Pada sesi di SLB Kabupaten Lahat, Aryy AMD dari Fraksi Partai NasDem memberikan masukan terkait minimnya tenaga pengajar. Ia menyarankan agar pihak sekolah dapat memasang CCTV sebagai sarana monitoring siswa berkebutuhan khusus. Selain itu, ia juga mendorong Dinas Pendidikan Kabupaten Lahat untuk berkoordinasi dengan pemerintah provinsi agar kebutuhan sekolah dapat segera direalisasikan.

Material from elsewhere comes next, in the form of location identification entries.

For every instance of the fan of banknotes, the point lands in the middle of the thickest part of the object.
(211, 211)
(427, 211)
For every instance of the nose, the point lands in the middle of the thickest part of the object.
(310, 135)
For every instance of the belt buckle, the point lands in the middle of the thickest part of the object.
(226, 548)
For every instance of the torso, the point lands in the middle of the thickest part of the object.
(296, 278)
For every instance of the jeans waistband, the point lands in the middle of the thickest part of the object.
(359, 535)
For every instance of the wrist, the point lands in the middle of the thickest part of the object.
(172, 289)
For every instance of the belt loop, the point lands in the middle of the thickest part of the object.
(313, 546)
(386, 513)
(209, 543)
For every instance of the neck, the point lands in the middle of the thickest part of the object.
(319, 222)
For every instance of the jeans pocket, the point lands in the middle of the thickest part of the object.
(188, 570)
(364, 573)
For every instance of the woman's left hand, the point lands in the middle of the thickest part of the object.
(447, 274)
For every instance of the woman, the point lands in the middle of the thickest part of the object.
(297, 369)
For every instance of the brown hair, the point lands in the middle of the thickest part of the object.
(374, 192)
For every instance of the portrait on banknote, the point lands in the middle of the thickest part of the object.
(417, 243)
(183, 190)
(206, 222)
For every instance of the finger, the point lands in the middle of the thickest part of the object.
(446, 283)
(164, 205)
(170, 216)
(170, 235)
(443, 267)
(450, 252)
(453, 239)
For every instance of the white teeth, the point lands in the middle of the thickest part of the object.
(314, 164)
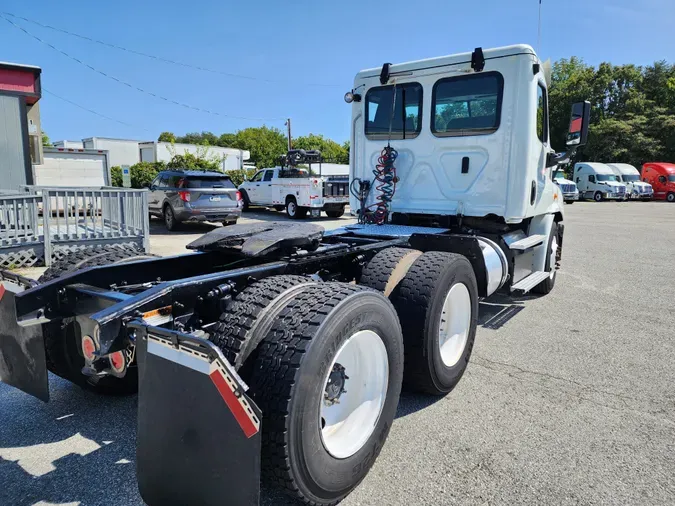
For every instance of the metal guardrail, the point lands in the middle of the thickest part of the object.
(43, 223)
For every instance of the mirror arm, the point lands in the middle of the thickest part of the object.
(554, 159)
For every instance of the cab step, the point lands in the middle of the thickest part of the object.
(528, 283)
(528, 242)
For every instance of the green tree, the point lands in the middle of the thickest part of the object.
(632, 109)
(265, 144)
(204, 138)
(167, 137)
(330, 150)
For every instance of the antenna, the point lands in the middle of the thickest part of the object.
(539, 30)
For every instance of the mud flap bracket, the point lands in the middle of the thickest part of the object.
(22, 349)
(198, 439)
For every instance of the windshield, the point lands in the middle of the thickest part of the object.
(208, 182)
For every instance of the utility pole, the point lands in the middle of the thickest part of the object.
(288, 125)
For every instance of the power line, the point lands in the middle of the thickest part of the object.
(162, 59)
(91, 110)
(120, 81)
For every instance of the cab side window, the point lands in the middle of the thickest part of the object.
(542, 115)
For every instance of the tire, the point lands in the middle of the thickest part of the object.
(62, 338)
(246, 320)
(304, 342)
(436, 283)
(388, 268)
(294, 211)
(335, 213)
(547, 285)
(246, 200)
(170, 221)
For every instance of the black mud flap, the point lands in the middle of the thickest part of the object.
(22, 349)
(198, 438)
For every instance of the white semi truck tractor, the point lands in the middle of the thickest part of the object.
(630, 176)
(277, 349)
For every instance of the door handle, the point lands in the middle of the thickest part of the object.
(465, 165)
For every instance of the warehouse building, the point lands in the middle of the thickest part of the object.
(20, 132)
(130, 152)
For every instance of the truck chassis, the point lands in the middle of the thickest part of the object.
(161, 320)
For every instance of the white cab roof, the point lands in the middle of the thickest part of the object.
(623, 169)
(598, 168)
(455, 59)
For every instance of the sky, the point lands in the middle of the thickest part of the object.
(298, 57)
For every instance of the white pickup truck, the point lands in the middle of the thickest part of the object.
(297, 190)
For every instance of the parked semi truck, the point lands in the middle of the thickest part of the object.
(568, 188)
(281, 348)
(598, 182)
(298, 186)
(630, 176)
(661, 176)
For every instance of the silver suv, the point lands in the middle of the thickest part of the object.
(178, 196)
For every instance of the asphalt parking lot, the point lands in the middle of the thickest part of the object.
(571, 401)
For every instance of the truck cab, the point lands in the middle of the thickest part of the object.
(630, 176)
(598, 182)
(662, 177)
(471, 133)
(298, 186)
(568, 188)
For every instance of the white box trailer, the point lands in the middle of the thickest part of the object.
(120, 151)
(229, 158)
(73, 168)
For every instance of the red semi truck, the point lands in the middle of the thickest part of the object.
(662, 177)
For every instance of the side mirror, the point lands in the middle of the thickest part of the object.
(577, 134)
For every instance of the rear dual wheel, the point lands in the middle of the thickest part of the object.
(327, 376)
(436, 297)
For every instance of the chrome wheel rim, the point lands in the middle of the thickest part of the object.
(453, 332)
(355, 390)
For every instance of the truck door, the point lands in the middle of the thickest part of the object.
(447, 133)
(265, 190)
(253, 187)
(156, 197)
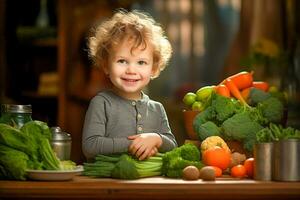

Sementara itu, di lokasi berbeda, Anggota DPRD dari Fraksi Partai Golkar, Sri Marheni, menyampaikan harapan kepada pihak PLN agar dapat mengatasi keluhan masyarakat terkait seringnya pemadaman listrik, khususnya di wilayah Talang Jawa, Kabupaten Lahat. Hal tersebut dinilai penting demi meningkatkan kenyamanan masyarakat.
Wakil Ketua II DPRD Lahat, Gaharu, menyampaikan bahwa seluruh hasil reses tahap II ini akan dibawa ke rapat paripurna sebagai bahan sinkronisasi Rencana Kerja Pemerintah Daerah (RKPD) Tahun 2027 serta perubahan RKPD Tahun 2026.
“Seluruh aspirasi yang dihimpun akan kami bawa ke rapat paripurna untuk menjadi bahan pertimbangan, sehingga dapat direalisasikan sesuai kebutuhan masyarakat,” ujarnya.
Kegiatan reses ini diharapkan mampu menjadi jembatan antara masyarakat dan pemerintah daerah dalam mewujudkan pembangunan yang lebih tepat sasaran.